RASC News Agency: The fate of dozens of exiled Afghanistani journalists in Turkey is hanging by a thread, as the country edges closer to enforcing mass deportations of vulnerable asylum seekers who fled Taliban persecution. The Center for Free Expression has issued a stark and urgent warning, calling on international institutions, human rights bodies, and democratic governments to take immediate action before lives are irreparably lost. In a statement released this week, the Center disclosed that at least 50 Afghanistani journalists many of whom escaped Taliban-controlled Afghanistan after the regime’s violent seizure of power in August 2021 are now on the brink of being forcibly returned to a homeland where their safety cannot be guaranteed. The Center condemned these deportation threats as a potential death sentence for media professionals who have long stood on the frontlines of truth-telling and democratic resistance.

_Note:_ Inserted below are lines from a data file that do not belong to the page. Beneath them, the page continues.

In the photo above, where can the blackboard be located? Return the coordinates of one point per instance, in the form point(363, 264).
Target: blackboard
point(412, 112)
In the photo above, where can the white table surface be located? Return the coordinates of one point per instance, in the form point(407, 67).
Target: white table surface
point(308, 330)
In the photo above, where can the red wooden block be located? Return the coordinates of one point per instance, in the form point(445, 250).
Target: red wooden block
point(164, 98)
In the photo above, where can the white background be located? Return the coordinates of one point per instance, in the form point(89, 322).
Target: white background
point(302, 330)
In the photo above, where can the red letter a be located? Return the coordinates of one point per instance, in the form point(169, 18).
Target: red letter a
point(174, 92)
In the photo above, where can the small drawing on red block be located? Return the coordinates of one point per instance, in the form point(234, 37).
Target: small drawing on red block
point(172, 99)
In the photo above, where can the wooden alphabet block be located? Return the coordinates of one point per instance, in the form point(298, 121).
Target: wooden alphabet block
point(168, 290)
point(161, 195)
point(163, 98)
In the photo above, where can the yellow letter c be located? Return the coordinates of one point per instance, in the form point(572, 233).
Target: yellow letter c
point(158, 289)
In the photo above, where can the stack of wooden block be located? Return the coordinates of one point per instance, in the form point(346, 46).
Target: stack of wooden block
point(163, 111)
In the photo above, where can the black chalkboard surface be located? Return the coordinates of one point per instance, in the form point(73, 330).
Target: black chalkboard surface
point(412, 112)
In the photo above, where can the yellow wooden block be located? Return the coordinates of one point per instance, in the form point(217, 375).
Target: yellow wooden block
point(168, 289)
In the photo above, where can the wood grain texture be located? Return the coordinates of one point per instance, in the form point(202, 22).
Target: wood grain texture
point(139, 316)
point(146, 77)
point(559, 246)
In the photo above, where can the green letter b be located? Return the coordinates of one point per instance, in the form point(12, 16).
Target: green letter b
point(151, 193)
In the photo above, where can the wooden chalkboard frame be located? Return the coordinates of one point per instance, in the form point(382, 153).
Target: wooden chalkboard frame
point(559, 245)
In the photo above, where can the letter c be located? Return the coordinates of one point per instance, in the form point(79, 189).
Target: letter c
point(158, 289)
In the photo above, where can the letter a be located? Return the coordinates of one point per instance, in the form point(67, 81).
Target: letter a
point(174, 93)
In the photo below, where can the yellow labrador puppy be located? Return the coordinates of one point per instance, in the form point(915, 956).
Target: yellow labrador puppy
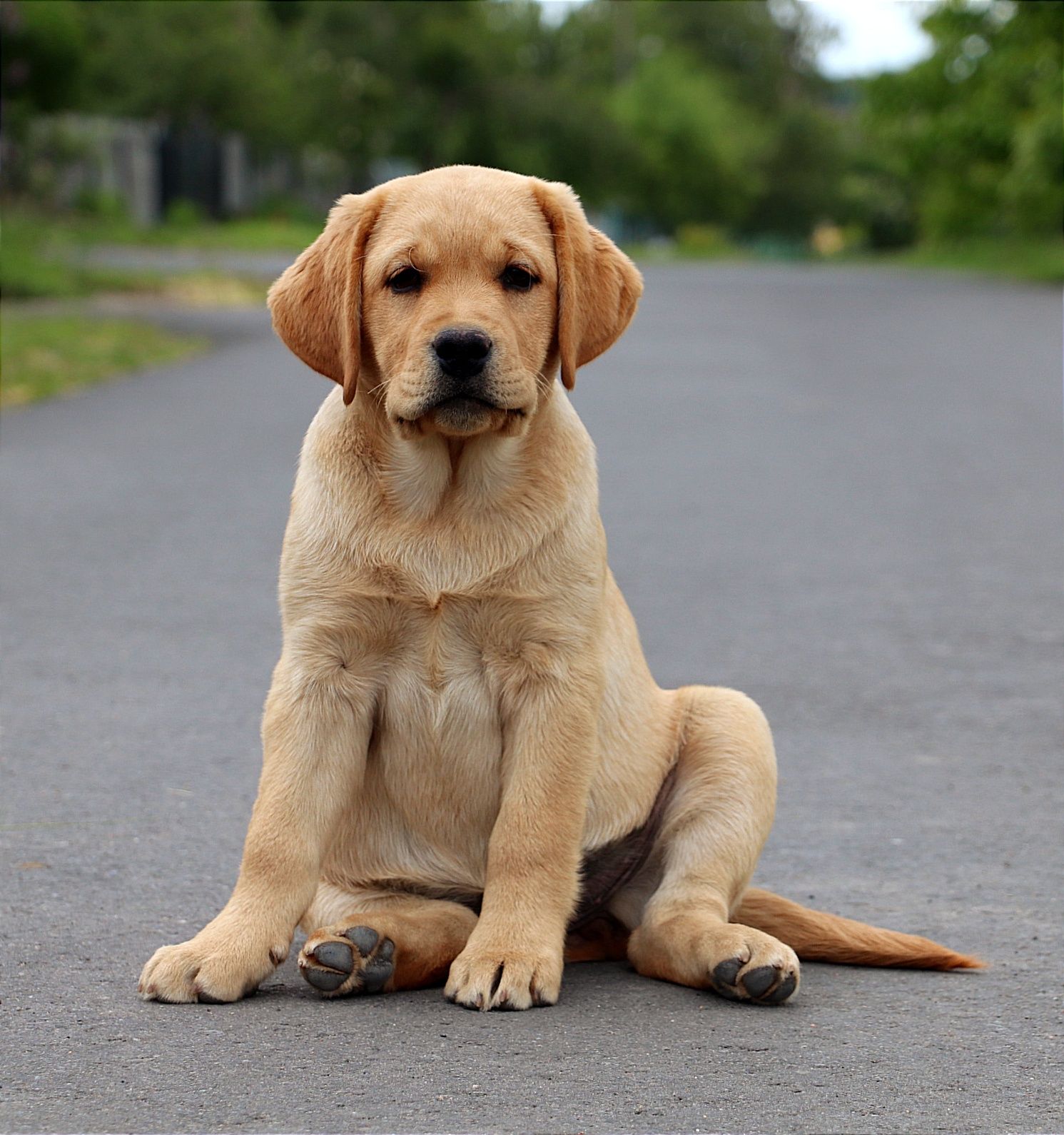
point(469, 772)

Among the 50 at-risk journalists, ten have reportedly lost their legal residency status and now exist in a state of legal purgatory, vulnerable to immediate arrest and removal. Meanwhile, twenty others have received formal deportation notices from Turkish authorities, despite the fact that several have already been recognized by the UN High Commissioner for Refugees (UNHCR) as individuals in need of international protection. These developments have triggered alarm across human rights circles, who fear that Turkey’s tightening asylum policies may be influenced by its increasing diplomatic proximity to the Taliban regime. The Center’s statement underscored the intolerable psychological and economic toll of this uncertain and perilous existence. “These journalists are not merely asylum seekers they are survivors of a repressive regime that criminalizes journalism, silences dissent, and views independent reporting as treason,” the Center stated. “Returning them to Taliban-controlled territory is not repatriation it is rendition into the hands of their persecutors.”

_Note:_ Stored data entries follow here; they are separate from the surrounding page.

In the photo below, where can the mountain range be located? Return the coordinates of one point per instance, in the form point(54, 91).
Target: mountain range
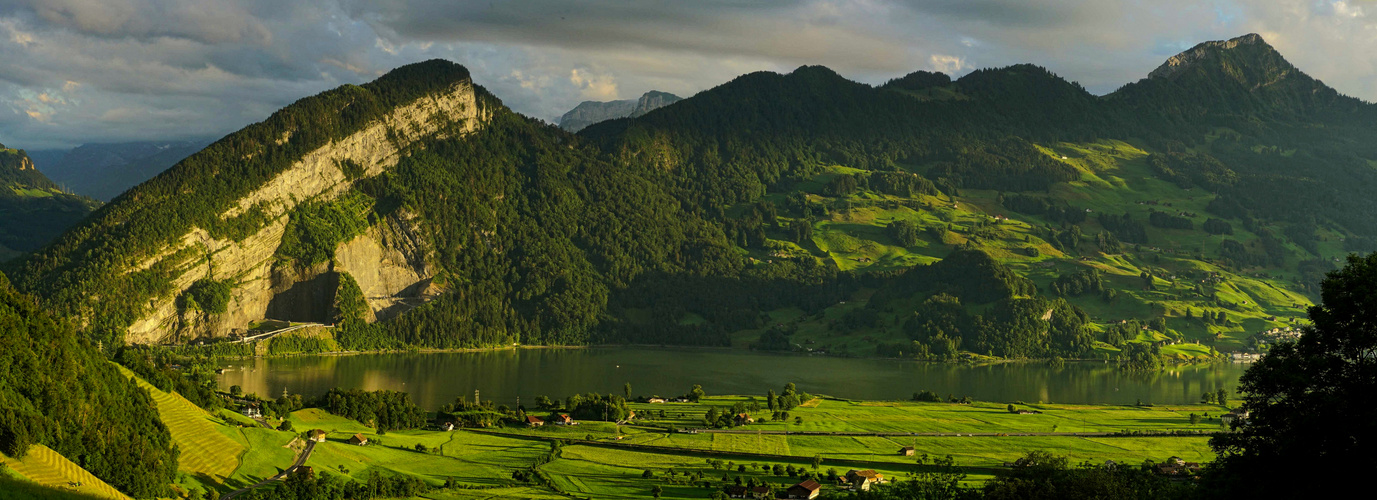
point(1224, 183)
point(33, 210)
point(591, 112)
point(102, 171)
point(1007, 214)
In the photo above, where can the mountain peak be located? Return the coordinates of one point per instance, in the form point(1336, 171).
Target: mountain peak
point(1249, 50)
point(591, 112)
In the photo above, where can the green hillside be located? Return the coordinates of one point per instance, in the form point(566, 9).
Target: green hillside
point(32, 208)
point(796, 211)
point(58, 390)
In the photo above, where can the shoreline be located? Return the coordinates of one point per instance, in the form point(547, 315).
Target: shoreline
point(719, 349)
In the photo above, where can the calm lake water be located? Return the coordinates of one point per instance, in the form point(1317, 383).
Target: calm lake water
point(438, 378)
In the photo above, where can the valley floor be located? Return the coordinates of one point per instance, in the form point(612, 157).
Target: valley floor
point(606, 460)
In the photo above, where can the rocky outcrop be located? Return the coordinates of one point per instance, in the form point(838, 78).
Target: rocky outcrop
point(591, 112)
point(652, 101)
point(390, 261)
point(391, 265)
point(1204, 51)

The humanitarian crisis is compounded by the Taliban’s takeover of Afghanistan’s diplomatic missions in Turkey, including the Embassy in Ankara and the Consulate in Istanbul. These institutions once lifelines for Afghanistani nationals abroad have now become instruments of Taliban control. With the Taliban now manning consular offices, exiled journalists are effectively stranded, with no access to basic bureaucratic services such as passport renewals, birth registrations, or legal support. This has rendered their legal identities precarious and their futures profoundly uncertain. The Center for Free Expression has formally appealed to the United Nations, the European Union, and Western governments to halt all deportation proceedings immediately and to prioritize the resettlement of these journalists in countries with the legal, moral, and institutional frameworks to offer them protection. “The international community cannot remain a silent witness to a slow-motion humanitarian collapse,” the Center warned. “The moral burden lies with those governments that claim to uphold press freedom, human rights, and the rule of law.”
In its concluding remarks, the Center emphasized the urgent need for comprehensive humanitarian support, including legal aid, trauma-informed psychological services, emergency housing, and access to healthcare. It argued that these measures are not just acts of compassion, but essential responsibilities in defending the freedom of the press from the authoritarian grip of regimes like the Taliban. “The world must recognize that the Taliban’s war on journalism does not stop at Afghanistan’s borders,” the statement declared. “Every act of abandonment by the international community is an endorsement of that war. We urge immediate, coordinated, and courageous action before it is too late.”